The further estimations of the Q-balls with one-loop motivated effective potential

TL;DR

This paper analytically investigates Friedberg-Lee-Sirlin type Q-balls with a one-loop motivated effective potential, exploring their stability, formation during phase transitions, and potential as dark matter candidates in an expanding universe.

Contribution

It provides new analytical estimations of two-field Q-balls under a one-loop effective potential, including conditions for stability and formation during cosmological phase transitions.

Findings

Q-balls can be stabilized by tuning potential parameters.

Lower temperatures favor the formation of more stable Q-balls.
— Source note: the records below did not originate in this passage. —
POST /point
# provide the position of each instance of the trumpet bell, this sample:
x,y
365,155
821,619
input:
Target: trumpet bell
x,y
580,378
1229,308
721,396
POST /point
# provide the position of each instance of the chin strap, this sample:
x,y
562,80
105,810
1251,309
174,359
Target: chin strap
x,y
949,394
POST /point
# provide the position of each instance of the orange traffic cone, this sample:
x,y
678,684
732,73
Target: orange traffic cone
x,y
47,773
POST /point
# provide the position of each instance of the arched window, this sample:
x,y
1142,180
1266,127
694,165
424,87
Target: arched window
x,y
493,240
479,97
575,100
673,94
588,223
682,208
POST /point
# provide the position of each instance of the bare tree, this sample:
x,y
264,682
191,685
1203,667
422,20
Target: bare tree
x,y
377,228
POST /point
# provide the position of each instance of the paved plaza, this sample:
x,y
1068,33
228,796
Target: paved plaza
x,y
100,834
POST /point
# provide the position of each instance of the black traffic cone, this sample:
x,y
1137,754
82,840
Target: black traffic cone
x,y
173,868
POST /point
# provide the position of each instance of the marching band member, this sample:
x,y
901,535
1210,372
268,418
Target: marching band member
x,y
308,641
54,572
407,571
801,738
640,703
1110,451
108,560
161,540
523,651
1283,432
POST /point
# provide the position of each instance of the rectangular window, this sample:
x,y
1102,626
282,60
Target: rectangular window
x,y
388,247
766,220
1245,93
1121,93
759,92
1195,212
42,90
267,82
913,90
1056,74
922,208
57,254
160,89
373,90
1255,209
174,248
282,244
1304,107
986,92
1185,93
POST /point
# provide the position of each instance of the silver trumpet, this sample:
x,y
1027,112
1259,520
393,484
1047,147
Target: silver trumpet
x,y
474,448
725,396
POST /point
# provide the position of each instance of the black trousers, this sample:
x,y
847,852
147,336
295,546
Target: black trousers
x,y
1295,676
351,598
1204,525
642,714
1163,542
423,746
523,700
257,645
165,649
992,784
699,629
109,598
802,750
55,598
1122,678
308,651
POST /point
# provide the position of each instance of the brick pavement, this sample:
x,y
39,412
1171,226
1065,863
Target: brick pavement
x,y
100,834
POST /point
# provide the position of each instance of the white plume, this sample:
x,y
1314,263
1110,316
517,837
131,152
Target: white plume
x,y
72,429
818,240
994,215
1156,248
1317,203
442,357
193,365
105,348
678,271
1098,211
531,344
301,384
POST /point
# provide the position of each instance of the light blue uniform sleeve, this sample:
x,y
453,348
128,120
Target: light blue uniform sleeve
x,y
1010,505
Two-field Q-balls can survive universe expansion and serve as dark matter candidates.

Abstract

The analytical estimations on the Friedberg-Lee-Sirlin typed Q-balls is performed. The two-field Q-balls are also discussed under the one-loop motivated effective potential subject to the temperature. We argue under the analytical consideration that the parameters from the potential can be regulated to lead the energy per unit charge of Q-balls to be lower to keep the model stable. If the energy density is low enough, the Q-balls can become candidates of dark matter. It is also shown rigorously that the two-field Q-balls can generate in the first-order phase transition and survive while they are affected by the expansion of the universe. The analytical evaluations show that the Q-balls with one-loop motivated effective potential can exist with the adjustment of coefficients of terms. We cancel the infinity in the energy to obtain the necessary conditions consist with those imposed in the previous work. According to the approximate expressions instead of curves versus the model parameters with a series of fixed values, the lower temperature will reduce the energy density, so there probably have been more and more stable Friedberg-Lee-Sirlin typed Q-balls to become the dark matter in the expansion of the universe.